Сохранившиеся мемуарные свидетельства о тяжелом лермонтовском взгляде, который невозможно было выдержать, заставляют предположить, что автор не пожалел для героя собственных глаз. Некоторые другие черты Лермонтова (например, значительная физическая сила при маленьком росте, большой лоб) тоже попали к Печорину. Из этого частичного сходства (оно не могло быть полным, потому что внешность Лермонтова вовсе не была привлекательной), разумеется, нельзя заключить, что психика человека Лермонтова и персонажа Печорина идентична – хотя бы потому, что психическая структура персонажа фиктивна. Однако рассказчик знает о Печорине больше, чем может увидеть. Он не видел, как Печорин смеется. Чуть позже Печорин на глазах рассказчика один раз улыбнется Максиму Максимычу, но это не назовешь смехом. Представить же, что герой, пока рассказчик за ним наблюдал, продемонстрировал, как на репетиции, все свои ужимки, немыслимо – сцена романтического наблюдения опустится на уровень фарса. На основании детали, которую рассказчик не мог видеть, он строит гипотезу о «злом нраве» или «глубокой постоянной грусти», присущих Печорину. То, что первое имеет отношение к печоринскому демонизму, а второе его почти не покидает, мы убеждаемся из повествования, но никак не из прямого наблюдения рассказчика. Впрочем, Лермонтов прекрасно понимает, что он делает: преждевременные выводы, не вытекающие из знания читателя о герое, подогревают читательский интерес к нему, а интерес этот уже должен удовлетвориться дневником Печорина. То же самое достигается и всем пассажем о взгляде. «Холодный» блеск глаз и «равнодушно спокойный» взгляд либо делают сомнительными выводы о «бурях душевных», либо заставляют вернуться к тезису о скрытности героя. Читатель чувствует в герое вызов, ему хочется разгадать этого таинственного Печорина – загадочно противоречивого аристократа, глубоко скрывающего неведомые страсти, так очевидно прорисованные в его портрете. Кстати, «страстность – бесстрастие» становится последней оппозицией в портрете Печорина, созданном лукавым рассказчиком с подачи автора.
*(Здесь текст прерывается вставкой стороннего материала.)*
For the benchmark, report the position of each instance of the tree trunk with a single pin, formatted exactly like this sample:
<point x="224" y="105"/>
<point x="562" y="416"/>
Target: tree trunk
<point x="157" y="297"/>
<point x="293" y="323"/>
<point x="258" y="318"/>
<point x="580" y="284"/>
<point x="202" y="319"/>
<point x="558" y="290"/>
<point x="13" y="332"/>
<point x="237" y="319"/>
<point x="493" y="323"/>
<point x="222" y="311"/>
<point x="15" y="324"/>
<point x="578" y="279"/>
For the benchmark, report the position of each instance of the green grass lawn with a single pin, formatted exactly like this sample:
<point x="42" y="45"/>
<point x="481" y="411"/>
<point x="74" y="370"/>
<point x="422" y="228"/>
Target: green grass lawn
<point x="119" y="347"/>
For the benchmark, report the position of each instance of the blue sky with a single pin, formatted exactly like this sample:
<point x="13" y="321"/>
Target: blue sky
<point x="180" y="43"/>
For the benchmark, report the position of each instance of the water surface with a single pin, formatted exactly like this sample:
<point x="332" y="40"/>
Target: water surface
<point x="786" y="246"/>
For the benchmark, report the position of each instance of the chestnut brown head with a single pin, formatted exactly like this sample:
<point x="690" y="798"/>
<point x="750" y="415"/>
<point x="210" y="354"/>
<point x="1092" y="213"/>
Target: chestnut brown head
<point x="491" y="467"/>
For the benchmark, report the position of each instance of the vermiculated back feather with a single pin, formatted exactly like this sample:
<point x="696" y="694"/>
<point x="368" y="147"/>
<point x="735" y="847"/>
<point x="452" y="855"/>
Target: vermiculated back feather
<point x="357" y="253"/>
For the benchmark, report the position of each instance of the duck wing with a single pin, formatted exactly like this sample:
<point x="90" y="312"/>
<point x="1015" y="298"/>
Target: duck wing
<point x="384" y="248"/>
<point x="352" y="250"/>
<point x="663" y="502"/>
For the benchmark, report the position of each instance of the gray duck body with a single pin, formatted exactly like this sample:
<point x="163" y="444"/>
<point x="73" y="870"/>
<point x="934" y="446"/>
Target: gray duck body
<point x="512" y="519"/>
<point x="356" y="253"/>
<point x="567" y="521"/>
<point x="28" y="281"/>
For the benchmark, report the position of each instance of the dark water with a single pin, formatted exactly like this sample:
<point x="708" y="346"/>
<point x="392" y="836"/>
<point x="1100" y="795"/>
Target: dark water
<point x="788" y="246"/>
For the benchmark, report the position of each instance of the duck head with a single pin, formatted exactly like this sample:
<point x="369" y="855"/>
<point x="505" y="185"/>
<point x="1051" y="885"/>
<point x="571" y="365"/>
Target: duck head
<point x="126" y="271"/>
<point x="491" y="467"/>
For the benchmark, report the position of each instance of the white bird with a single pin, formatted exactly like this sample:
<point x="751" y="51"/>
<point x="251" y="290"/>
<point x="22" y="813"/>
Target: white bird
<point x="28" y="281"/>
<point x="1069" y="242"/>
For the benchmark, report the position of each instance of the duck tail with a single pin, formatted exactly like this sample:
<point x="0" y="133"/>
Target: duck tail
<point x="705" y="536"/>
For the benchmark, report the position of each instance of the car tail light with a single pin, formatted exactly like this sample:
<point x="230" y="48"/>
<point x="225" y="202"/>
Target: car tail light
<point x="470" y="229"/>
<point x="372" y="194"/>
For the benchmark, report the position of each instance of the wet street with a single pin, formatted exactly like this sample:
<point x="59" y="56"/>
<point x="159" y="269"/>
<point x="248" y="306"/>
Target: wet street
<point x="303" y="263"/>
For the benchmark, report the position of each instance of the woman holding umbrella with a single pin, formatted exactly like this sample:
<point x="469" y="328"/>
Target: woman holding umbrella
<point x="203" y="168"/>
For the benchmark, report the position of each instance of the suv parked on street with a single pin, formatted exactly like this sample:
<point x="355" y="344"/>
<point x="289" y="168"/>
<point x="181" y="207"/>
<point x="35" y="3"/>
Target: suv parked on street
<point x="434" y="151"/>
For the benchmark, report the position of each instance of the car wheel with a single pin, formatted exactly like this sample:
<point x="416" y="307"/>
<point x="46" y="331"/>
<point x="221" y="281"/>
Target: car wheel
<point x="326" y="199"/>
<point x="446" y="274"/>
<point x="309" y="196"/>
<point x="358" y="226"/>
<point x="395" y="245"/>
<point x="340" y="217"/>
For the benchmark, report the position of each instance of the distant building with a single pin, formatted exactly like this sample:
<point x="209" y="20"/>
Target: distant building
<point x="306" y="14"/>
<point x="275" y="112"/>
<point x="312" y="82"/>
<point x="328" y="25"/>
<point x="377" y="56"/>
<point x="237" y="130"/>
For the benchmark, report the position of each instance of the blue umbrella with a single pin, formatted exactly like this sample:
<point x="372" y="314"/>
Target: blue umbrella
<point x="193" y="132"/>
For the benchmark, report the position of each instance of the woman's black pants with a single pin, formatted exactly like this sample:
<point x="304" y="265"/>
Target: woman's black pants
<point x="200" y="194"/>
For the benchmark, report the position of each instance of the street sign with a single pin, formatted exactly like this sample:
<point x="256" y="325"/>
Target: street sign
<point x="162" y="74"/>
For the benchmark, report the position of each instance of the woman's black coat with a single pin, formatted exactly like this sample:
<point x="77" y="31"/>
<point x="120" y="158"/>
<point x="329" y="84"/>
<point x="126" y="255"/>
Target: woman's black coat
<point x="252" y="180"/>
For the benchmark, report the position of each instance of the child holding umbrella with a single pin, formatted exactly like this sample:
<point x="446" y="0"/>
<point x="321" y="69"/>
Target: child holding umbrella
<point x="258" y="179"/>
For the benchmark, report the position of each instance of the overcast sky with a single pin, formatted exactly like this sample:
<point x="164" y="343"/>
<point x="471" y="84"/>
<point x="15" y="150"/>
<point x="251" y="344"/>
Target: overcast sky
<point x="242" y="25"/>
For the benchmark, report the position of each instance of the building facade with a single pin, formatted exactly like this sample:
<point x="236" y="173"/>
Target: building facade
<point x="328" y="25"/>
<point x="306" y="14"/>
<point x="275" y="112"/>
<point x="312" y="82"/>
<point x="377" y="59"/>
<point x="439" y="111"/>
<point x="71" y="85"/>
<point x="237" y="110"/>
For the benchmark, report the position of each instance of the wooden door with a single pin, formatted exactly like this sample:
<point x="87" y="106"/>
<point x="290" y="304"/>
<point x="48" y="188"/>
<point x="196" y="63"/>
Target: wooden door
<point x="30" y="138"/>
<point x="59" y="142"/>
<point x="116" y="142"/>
Стоит ли говорить о том, что все три составляющих – контрастность черт, аристократизм и таинственность, за которой прячется трагедия, – черты героя романтического. Ну а «женщинам светским» всегда нравились именно романтические герои, недаром на всем протяжении романа Печорин оказывается главным героем-любовником, и обаяние его распространяется, кстати, не только на женщин светских (Веру, Мери), но и на горянку Бэлу и простую казачку Настю в «Фаталисте». Не ловит ли Лермонтов читателя на примитивный крючок любопытства ко всему необычному? Может быть. Но «может быть и то», что игра сложнее. Пушкинский Онегин, изживая взгляд на себя как на романтического героя, становится человеком и возрождается к жизни, слезам и любви. Лермонтовский Печорин, не умея отказаться от романтического взгляда на себя (а это тот самый взгляд, который навязывает нам рассказчик, признаваясь попутно, что навязывать его не собирается, но читателю некуда деваться), последовательно уничтожает в себе человека, лишая себя любви, слез и, наконец, жизни. Это своего рода анти-Онегин. И в новелле «Максим Максимыч» мы видим не просто романтического героя, а мертвого героя; истинный же дальнейший интерес читателя сведется к истории его умирания, так как о его физической смерти нам сообщат через четыре страницы. Впрочем, формулировка концепции романа несколько выходит за рамки анализа портрета главного героя.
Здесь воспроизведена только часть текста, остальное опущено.